# Support Vector Machines (SVM)

_Welcome back! Today we’ll master Support Vector Machines — powerful, margin‑based classifiers that shine in high‑dimensional spaces._

- **Linear SVM** — maximum‑margin hyperplanes
- **Soft margins & hinge loss** — robust to overlap and noise
- **Dual form & kernels** — non‑linear decision boundaries via the kernel trick
- **Practical tuning** — scaling, `C`, `gamma`, and when to use `LinearSVC` vs `SVC`.

---

## What you’ll learn

- The margin idea and why “wider is better.”
- Hard-margin vs. soft-margin SVMs.
- Primal, hinge-loss view; dual and kernels.
- How to tune `C`, `gamma`, and choose a kernel.
- Minimal scikit-learn code for linear and kernel SVMs.

---

## 1) The SVM idea — separate with the **widest margin**

Think of a line (or plane) that splits the classes. Among all lines that correctly split them, prefer the one that leaves the **largest gap** to the nearest points of either class. That gap is the **margin**. A larger margin usually means a simpler, more robust boundary that generalizes better.
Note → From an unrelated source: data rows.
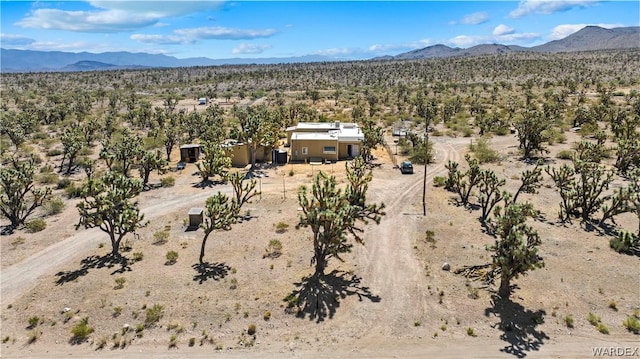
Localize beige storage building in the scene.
[287,122,364,162]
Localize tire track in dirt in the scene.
[0,186,232,307]
[356,142,460,336]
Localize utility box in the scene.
[189,208,204,228]
[180,144,202,163]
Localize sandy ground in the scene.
[0,137,640,358]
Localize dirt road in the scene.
[0,186,232,307]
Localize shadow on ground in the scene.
[484,296,549,358]
[285,270,380,323]
[56,254,131,285]
[192,180,227,189]
[191,262,231,284]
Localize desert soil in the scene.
[0,136,640,358]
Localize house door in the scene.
[347,145,360,157]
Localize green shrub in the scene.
[247,324,256,335]
[71,318,93,344]
[56,178,71,189]
[160,176,176,187]
[556,150,575,160]
[38,172,59,184]
[564,314,574,328]
[153,231,169,245]
[112,307,122,318]
[64,183,82,198]
[113,277,127,289]
[144,304,164,326]
[25,218,47,233]
[42,196,65,216]
[165,251,178,265]
[543,127,567,145]
[27,329,42,344]
[47,148,62,157]
[596,323,609,334]
[622,315,640,334]
[587,312,600,327]
[262,239,282,258]
[433,176,447,187]
[27,315,40,329]
[169,334,178,348]
[276,222,289,233]
[469,138,500,163]
[609,230,640,253]
[40,165,53,173]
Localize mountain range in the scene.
[0,26,640,72]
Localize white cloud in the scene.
[493,32,540,45]
[130,26,277,45]
[449,11,489,25]
[315,47,362,56]
[130,34,194,45]
[231,44,272,54]
[16,1,221,33]
[174,26,277,40]
[460,12,489,25]
[367,39,433,54]
[447,29,540,48]
[449,35,486,47]
[509,0,599,18]
[493,24,516,36]
[549,24,624,40]
[29,41,96,52]
[0,34,36,47]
Given labeled points $(x_i, y_i)$ with $y_i \in \{-1,+1\}$, SVM finds a hyperplane

$$
f(x) = w^\top x + b
$$

that separates the classes while **maximizing the margin**

- **Geometric margin** of a point: $\displaystyle \gamma_i = \frac{y_i (w^\top x_i + b)}{\lVert w\rVert}$
- **Margin width** between class boundaries: $\displaystyle \frac{2}{\lVert w\rVert}$  
  → Max margin $\Longleftrightarrow$ minimize $\lVert w\rVert$ (subject to correct classification).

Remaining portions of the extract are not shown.